Maurizio Maggiani: Provare dolore
Sono giusto tre anni che un giorno via l’altro, tutti quelli che pensano di poter dire qualcosa di intelligente si interrogano e si rispondo sul grande tema: di quale natura è la guerra scatenata da Al Qaida?
Molto più raramente sento dire qualcosa di interessante su un tema su un tema per niente secondario: chi vincerà questa guerra? Credo che sia perché questa è una questione assai meno accademica e assai più cocente: Sono soltano i presidenti in campagna elettorale che amano fare scommese su questo tema, come dire?, scottante, ma non c’è in tutto il mondo un allibratore disposto ad accettarle.
Personalmente non mi pare di essere particolarmente furbo se penso che Bin Laden, o qualche suo alter ego, non entrerà mai alla testa delle sue truppe a New YorK, o a Mosca o a Roma; sono ragionevolmente certo che non lo farà nemmeno a Riad, nemmeno alla Mecca, nemmeno a Karaci.
Come sono altrettanto certo che non sia mai stata nelle sue ambizioni una cosa del genere.
L’unica vittoria che voleva e poteva ottenere l’ha gia avuta: ha cambiato la storia e la percezione che della storia hanno gli uomini; le ha cambiate in peggio per moltissimi tra loro, quelli che, per l’appunto, ha deciso di tenere come nemici suoi, delle sue idee e di quello che pensa sia il suo popolo. È una grande vittoria per lui, una tragica sconfitta per i suoi nemici. Io tra loro.
Ma che genere di sconfitta ho subito? Cosa significa, ad esempio, aver cambiato la percezione della realtà?
Ho un esempio.
Questa mattina un grande quotidiano ha pubblicato un reportage da Sharm El Sheick con interviste ai turisti italiani poche ore dopo l’attentato di Taba. Il giornalista rileva che i suoi compatrioti in vacanza non mostrano nessuna paura e neppure nessun particolare turbamento. Nessun particolare turbamento è un eufemismo per dire: non gliene frega niente. È morta ammazzata a due passi da lì della gente, gente come loro innocente e indifesa, un attimo prima intenta a fare le loro stesse cose balneari e non gli passa nemmeno per la capa di provare una qualche emozione di una qualche profondità. C’erano due ragazze a Taba che parlavano la loro stessa lingua e avevano il loro stesso passaporto, ma nemmeno questo è bastato per ingenerare un qualche particolare turbamento.
L’agenzia Ansa informa che gli aerei per Sharm stanno partendo da Fiumicino belli pieni. E riporta la seguente dichiarazione di una giovane in gita premio con la sua azienda: “Certo la notizia dell’attentato a Taba credo che abbia rattristato chiunque si batta per un mondo dove regni la pace e l’uguaglianza tra i popoli.
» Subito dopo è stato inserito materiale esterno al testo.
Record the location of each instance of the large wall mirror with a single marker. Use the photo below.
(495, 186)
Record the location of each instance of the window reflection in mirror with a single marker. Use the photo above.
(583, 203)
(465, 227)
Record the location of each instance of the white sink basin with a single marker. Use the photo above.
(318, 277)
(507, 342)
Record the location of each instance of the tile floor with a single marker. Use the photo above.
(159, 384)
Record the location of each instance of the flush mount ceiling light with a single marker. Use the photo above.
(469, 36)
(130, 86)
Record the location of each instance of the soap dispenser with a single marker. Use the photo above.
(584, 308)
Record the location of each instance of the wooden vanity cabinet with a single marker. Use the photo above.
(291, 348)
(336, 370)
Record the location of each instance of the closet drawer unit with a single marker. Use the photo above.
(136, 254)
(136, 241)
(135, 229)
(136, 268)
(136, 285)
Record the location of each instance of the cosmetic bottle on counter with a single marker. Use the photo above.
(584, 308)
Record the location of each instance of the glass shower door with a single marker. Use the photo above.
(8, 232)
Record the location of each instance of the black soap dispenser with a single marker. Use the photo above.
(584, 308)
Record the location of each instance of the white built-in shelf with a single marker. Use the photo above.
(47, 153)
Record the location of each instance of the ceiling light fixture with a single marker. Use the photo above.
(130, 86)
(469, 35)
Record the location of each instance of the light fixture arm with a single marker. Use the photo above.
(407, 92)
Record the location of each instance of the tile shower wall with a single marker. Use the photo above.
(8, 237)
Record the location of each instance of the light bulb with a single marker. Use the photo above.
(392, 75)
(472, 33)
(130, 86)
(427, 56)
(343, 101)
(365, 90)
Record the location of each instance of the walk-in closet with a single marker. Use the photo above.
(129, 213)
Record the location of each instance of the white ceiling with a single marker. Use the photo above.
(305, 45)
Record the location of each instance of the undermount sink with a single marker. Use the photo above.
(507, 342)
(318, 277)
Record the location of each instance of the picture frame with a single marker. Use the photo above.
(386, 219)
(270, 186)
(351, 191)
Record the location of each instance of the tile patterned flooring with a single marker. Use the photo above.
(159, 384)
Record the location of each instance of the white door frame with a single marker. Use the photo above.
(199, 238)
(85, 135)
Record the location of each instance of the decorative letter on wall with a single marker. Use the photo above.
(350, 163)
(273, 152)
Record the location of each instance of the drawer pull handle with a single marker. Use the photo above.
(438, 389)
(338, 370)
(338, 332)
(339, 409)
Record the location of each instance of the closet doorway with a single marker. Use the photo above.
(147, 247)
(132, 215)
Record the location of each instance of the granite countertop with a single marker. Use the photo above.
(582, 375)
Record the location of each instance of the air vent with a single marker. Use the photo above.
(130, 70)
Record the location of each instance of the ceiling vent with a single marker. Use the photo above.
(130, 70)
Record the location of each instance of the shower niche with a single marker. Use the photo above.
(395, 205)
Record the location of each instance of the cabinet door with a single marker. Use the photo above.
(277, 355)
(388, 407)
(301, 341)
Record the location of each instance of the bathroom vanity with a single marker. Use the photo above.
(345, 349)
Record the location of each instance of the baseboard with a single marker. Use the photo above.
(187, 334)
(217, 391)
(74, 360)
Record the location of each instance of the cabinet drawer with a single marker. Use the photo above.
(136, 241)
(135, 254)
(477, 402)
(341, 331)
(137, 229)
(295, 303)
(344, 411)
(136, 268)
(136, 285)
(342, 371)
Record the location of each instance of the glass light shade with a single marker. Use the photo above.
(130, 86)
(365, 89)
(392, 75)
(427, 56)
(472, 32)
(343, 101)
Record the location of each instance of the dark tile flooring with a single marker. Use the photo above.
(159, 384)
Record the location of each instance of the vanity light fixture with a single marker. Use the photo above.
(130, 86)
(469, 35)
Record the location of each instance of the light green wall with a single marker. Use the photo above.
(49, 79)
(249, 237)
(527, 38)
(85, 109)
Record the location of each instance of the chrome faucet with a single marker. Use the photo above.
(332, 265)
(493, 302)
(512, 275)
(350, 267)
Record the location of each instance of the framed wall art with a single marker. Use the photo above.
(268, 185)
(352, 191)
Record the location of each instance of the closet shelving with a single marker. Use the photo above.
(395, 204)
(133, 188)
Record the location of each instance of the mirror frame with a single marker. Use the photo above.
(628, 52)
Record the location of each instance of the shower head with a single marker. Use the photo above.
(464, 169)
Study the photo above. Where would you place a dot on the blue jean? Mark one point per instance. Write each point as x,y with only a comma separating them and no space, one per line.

Io, però non mi faccio spaventare da questi tragici eventi. È per questo che ho deciso di partire lo stesso”. Aggiunge un collega: “Anche perché se avessimo rinunciato al viaggio avremmo fatto il gioco dei terroristi. No, non dobbiamo assolutamente farci intimorire”. Non vi sembrano le dichiarazioni di circostanza di un presidente quando conferma, all’indomani del solito tragico attentato, che i nostri ragazzi resteranno per continuare nell’ impegno a costruire la pace nel martoriato paese? Si che vi sembrano, visto che sono identiche.
Nessuna paura, dunque, e nessun particolare turbamento. Niente e nessuno ha diritto di rovinarci le strameritate vacanze a Sharm, nemmeno Al Qaida. Turisti coraggiosi che sfidano il più infido nemico di tutti i tempi. Avanguardia dei valori dell’Occidente pronti a difendere un lembo di terra italiana. Perché Sharm è territorio italiano, come si sa. Un pezzetto di paradiso, l’ultimo, per i poveracci che sgobbano tutto l’anno a mille euro al mese. Ne bastano cinquecento per una settimana di sogno. Uomini e donne che hanno lasciato pezzetti di cuore e di cervello lungo la strada della loro storia, che hanno imparato a sopportare di tutto, che continueranno a farlo, se gli dai una settimana di tregua a Sharm. Brava gente tra milioni di altra brava gente che ha imparato a non farsi turbare dalla Storia, adesso che si va facendo sui cumuli di cadaveri di una guerra che va perdendo mentre si lascia alle spalle quel po’ di anima che le era rimasta. In grado di percepire la realtà in base all’unico principio che pensa possa ancora salvarla: a un palmo del mio cul non sento dolore. Lo diceva già la mia nonna. E se è il mio dolore che volete, allora sì, posso rilasciare una dichiarazione ufficiale. Prestampata, mandata a memoria, stilata dal ministero nazionale della retorica.